Wilson Carey Mc Williams - Writings

Writings

McWilliams was author of The Idea of Fraternity in America (1973, University of California Press), for which he won the National Historical Society prize in 1974. In this book, McWilliams argued that there was an "alternative tradition" to the dominant liberal tradition in America, which he variously traced through the thought of the Puritans, the Anti-federalists, and various major and minor literary figures such as Hawthorne, Melville, Twain and Ellison. He argued that this tradition drew philosophical inspiration from ancient Greek and Christian sources manifested in an emphasis upon community and fraternity, which was properly the means to achieving a form of civic liberty. He contrasted this tradition with the liberal tradition, which conversely held that individual liberty was thought to culminate in political fraternity. A major influence on McWilliams's thought was the book Democracy in America by the French theorist Alexis de Tocqueville, and like Tocqueville, McWilliams commended to modern liberal democracy the arts of association and a chastening form of religious faith.
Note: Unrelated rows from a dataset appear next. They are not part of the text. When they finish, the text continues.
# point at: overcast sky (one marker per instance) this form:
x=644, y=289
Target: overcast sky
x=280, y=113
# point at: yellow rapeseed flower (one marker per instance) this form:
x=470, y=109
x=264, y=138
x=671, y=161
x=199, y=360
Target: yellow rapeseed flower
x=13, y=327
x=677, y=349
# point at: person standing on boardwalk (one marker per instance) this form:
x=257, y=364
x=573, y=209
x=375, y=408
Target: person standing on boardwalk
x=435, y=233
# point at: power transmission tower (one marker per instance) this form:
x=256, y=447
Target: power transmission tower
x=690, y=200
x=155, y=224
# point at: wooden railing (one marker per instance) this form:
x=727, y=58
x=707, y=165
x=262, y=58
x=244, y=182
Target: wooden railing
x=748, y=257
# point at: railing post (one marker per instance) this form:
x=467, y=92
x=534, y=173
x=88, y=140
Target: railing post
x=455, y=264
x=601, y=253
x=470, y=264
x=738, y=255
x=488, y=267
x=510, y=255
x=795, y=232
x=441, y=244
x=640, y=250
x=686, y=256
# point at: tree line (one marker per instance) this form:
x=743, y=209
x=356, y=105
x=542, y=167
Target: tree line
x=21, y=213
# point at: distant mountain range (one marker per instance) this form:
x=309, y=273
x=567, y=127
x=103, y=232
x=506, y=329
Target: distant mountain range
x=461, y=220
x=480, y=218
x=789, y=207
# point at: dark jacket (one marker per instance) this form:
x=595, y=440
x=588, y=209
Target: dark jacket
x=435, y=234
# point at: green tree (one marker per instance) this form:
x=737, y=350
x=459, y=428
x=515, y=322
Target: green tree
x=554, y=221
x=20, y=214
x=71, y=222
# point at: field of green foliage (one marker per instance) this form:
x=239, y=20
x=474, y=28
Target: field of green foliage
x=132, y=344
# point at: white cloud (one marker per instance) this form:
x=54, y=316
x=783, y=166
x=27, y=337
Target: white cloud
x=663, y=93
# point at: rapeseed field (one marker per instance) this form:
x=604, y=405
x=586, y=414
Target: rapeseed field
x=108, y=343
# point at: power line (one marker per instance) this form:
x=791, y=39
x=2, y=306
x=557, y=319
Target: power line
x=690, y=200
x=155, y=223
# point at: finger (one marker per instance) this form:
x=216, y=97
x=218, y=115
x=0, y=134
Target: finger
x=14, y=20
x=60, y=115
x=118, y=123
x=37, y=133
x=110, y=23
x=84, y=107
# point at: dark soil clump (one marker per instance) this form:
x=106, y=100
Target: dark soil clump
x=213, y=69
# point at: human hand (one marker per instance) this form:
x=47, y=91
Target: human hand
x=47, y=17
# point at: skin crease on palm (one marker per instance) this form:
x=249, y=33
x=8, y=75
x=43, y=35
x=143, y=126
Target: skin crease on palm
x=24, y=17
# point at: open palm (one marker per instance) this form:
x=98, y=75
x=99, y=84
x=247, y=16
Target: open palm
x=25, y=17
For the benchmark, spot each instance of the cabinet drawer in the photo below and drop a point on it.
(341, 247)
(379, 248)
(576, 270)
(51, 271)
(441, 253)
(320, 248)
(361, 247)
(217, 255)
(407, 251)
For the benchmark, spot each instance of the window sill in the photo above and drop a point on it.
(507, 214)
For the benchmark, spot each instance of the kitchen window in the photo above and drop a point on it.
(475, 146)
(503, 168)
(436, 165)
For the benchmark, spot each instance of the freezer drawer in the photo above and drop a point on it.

McWilliams was also a prolific essayist, whose works appeared in Commonweal and other journals. His essays on American elections from 1976-1998 were collected in two volumes, The Politics of Disappointment (1995, Chatham House) and Beyond the Politics of Disappointment (2000, Chatham House). In 2011, two edited collections of his essays were published, co-edited by Patrick J. Deneen and his daughter, Susan J. McWilliams. The books were entitled, respectively, Redeeming Democracy in America (University Press of Kansas, 2011) and The Democratic Soul: A Wilson Carey McWilliams Reader (University Press of Kentucky, 2011).